Abstract

Project-level monitoring is a necessary component of forest restoration and has historically been neglected. The 2009 Forest Landscape Restoration Act, which created the Collaborative Forest Landscape Restoration Program (CFLRP), authorizes funding for collaboratively designed restoration projects on US National Forests. It is the only statute requiring that the US Department of Agriculture Forest Service conduct project-level monitoring, specifically requiring collaboratively designed and implemented multiparty monitoring for 15 years after a CFLRP project begins. We conducted research to understand the design of these monitoring programs, their purposes, and their associated governance structures.

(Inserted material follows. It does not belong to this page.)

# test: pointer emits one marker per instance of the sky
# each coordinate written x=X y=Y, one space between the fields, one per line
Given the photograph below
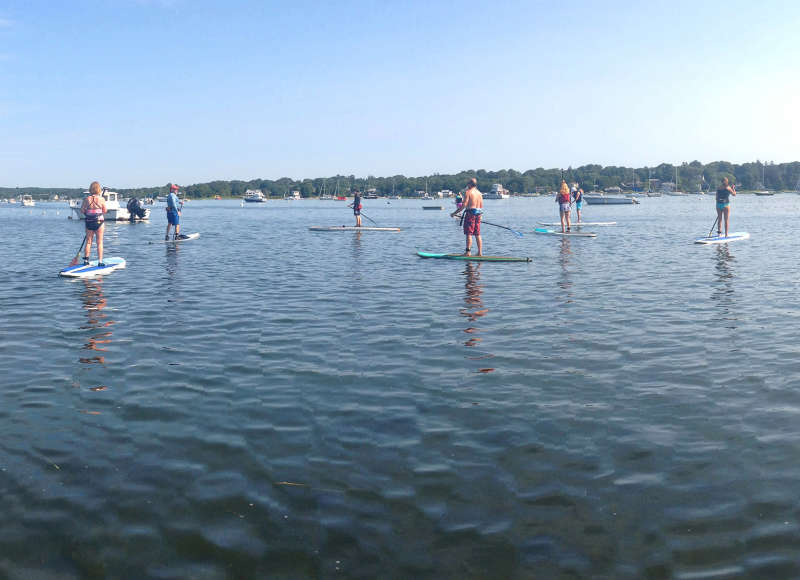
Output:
x=144 y=92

Our goal was to investigate how this innovative aspect of the CFLRP is proceeding in the early years of the program and to set the stage for longitudinal research on this aspect of the CFLRP. We conducted and systematically analyzed semistructured interviews with 45 participants, including federal and nonfederal partners, from the first 10 CFLRP projects. We found that monitoring programs are being designed for a variety of purposes, such as tracking ecological impacts, maintaining trust with stakeholders, supporting “adaptive” planning documents meant to cover multiple years of treatment, and “telling the story” of these projects in terms of social and economic impacts to communities. Governance structures include formal roles and responsibilities for participants but lack formal processes for incorporating monitoring data into long-term project planning. Major challenges relate to the timing requirements of the CFLRP legislation, a lack of capacity among all parties in terms of time and expertise, navigation of the distinction between research and monitoring, and the design of adaptive planning documents to cover activities for multiple years over large landscapes.